Burada tam bir vicdansızlık, hukuksuzluk var. Adaletin küçüldüğü ülkelerde büyük artık suçlulardır. Ve Maalesef Çorlu Tren Katliamı davası bunun bir örneği olarak tarihi geçecektir. Göz göre göre gelen ölümler var ama adalet 3 yıl oldu hala gelmedi. Yeni bilirkişi raporu son duruşmada sunuldu. O raporda bilirkişi tek tek bütün ihmalleri sıralıyor. Diyor ki; var olan menfezlerde yeni bir facia olabilir, önlem alın diyor. Bunu diyen bilirkişi raporu.

“ACILAR KÜLLENSİN, AİLELER SİNSİN İSTİYORSUNUZ. İZİN VERMEYECEĞİZ”

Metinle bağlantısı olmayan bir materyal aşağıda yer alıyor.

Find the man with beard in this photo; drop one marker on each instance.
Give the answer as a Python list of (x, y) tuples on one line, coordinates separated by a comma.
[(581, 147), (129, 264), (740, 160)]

Dava sürecini uzatarak acılar küllensin istiyorsunuz. Hesap soran aileleri yargı sopasıyla sindirmek istiyorsunuz. Buna izin vermeyeceğiz. Çorlu Tren Katliamı’nı unutmayacağız, unutturmayacağız. Beren’in, Ömer’in, Oğuz Arda’nın, Gülce’nin hayatını çalanlardan, Sena’yı Bihter’i hayatının baharında ölüme götürenlerden er ya da geç hesap soracağız. Her şeyin ayan beyan olduğu yerde bile biz adalet dağıtamıyorsak vay halimize. Güneş balçıkla sıvanmaz. Her şey, sorumluluğunuz apaçık ortada ve bu vebal sizlerin boyunlarınızdadır.